Belanghebbende heeft de voorbelasting die verband houden met de instandhoudingskosten tijdens leegstand, in aftrek gebracht. De inspecteur heeft dit naar aanleiding van een boekenonderzoek, gecorrigeerd en naheffingsaanslagen omzetbelasting opgelegd, alsmede vergrijpboeten ter zake van grove schuld.

Nu belanghebbende niet het bewijsvermoeden heeft ontzenuwd dat tijdens leegstand van de onroerende zaak het voornemen bestond het pand voor niet-belaste handelingen te gaan gebruiken, heeft de inspecteur naar het oordeel van de Rechtbank terecht de naheffingsaanslagen opgelegd.

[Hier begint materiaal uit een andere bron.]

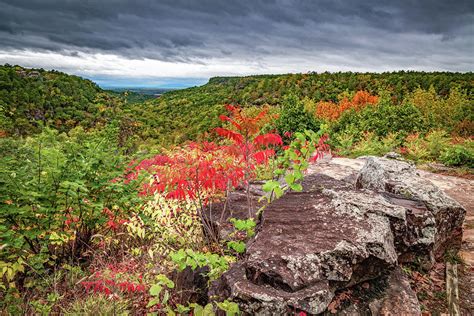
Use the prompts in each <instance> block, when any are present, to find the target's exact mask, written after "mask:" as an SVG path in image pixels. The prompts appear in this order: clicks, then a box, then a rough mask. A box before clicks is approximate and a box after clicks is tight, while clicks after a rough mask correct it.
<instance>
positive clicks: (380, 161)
mask: <svg viewBox="0 0 474 316" xmlns="http://www.w3.org/2000/svg"><path fill="white" fill-rule="evenodd" d="M356 187H357V188H366V189H372V190H375V191H378V192H389V193H393V194H396V195H400V196H404V197H406V198H408V199H413V200H418V201H421V202H423V203H424V204H425V205H426V208H427V209H428V210H429V212H417V213H415V214H411V220H412V221H413V225H411V226H413V227H414V230H415V231H418V232H419V231H422V234H420V237H421V238H420V239H418V243H419V244H427V243H431V242H433V243H434V246H433V250H432V255H434V256H435V257H436V258H440V257H442V256H443V255H444V253H445V251H446V249H450V248H459V247H460V245H461V239H462V223H463V221H464V216H465V214H466V211H465V209H464V208H463V207H462V206H461V205H460V204H459V203H458V202H456V201H455V200H453V199H452V198H450V197H449V196H448V195H446V194H445V193H444V192H443V191H441V190H440V189H439V188H438V187H436V186H435V185H433V184H432V183H431V182H430V181H428V180H427V179H424V178H422V177H421V176H420V175H419V174H418V172H417V170H416V168H415V166H414V165H413V164H412V163H408V162H402V161H396V160H390V159H386V158H378V157H368V158H367V160H366V164H365V165H364V167H363V168H362V170H361V171H360V173H359V176H358V178H357V180H356ZM416 224H419V225H416ZM433 224H434V225H433ZM416 226H417V227H416Z"/></svg>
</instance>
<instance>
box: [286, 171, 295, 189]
mask: <svg viewBox="0 0 474 316" xmlns="http://www.w3.org/2000/svg"><path fill="white" fill-rule="evenodd" d="M285 181H286V183H288V185H290V186H291V185H292V184H293V183H294V182H295V176H294V175H293V174H292V173H288V174H287V175H286V176H285Z"/></svg>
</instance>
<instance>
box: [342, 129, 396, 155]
mask: <svg viewBox="0 0 474 316" xmlns="http://www.w3.org/2000/svg"><path fill="white" fill-rule="evenodd" d="M399 146H400V141H399V140H398V137H397V134H389V135H387V136H386V137H384V138H380V137H377V136H376V135H375V134H374V133H366V134H365V136H364V138H363V139H362V140H361V141H360V142H358V143H357V144H356V145H355V146H354V147H353V148H352V151H351V156H354V157H359V156H367V155H372V156H382V155H384V154H386V153H388V152H390V151H394V150H395V149H396V148H398V147H399Z"/></svg>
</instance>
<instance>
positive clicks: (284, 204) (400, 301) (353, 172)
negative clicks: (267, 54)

Belanghebbende heeft betoogd dat geen sprake is van grove schuld, nu de directie nog geen cursus had gevolgd en onvoldoende kennis had over wat wel en niet aftrekbaar is als voorbelasting. De Rechtbank laat in het midden hoeveel kennis de directie had, nu dit niet relevant is voor de beoordeling. De directie is immers verantwoordelijk voor het tijdig betalen van het juiste bedrag aan omzetbelasting. Als de directie onvoldoende kennis had, dan had zij een adviseur moeten inschakelen.

De Rechtbank is van oordeel dat het aftrekken van de voorbelasting op de instandhoudingskosten tijdens leegstand, terwijl er geen aanknopingspunten zijn voor een intentie tot belaste verhuur, dermate lichtvaardig handelen oplevert dat het aan de grove schuld van belanghebbende is te wijten dat te weinig belasting is geheven. Belanghebbende had moeten weten dat geen recht bestond op deze aftrek. Nu de directie heeft verklaard dat de boekhouder onder regie en verantwoordelijkheid van de directie heeft gewerkt, is sprake van grove schuld . De Rechtbank merkt op dat ook zonder dergelijke regie fouten van de boekhouder aan belanghebbende kunnen worden toegerekend.

Het beroep op een pleitbaar standpunt faalt. De Rechtbank is van oordeel dat feitelijke onderbouwing ontbreekt, waardoor er geen sprake kan zijn van een pleitbaar standpunt. De Rechtbank matigt de vergrijpboete wel vanwege overschrijding van de redelijke termijn met 15%. De Rechtbank acht de gematigde vergrijpboeten verder passend en geboden.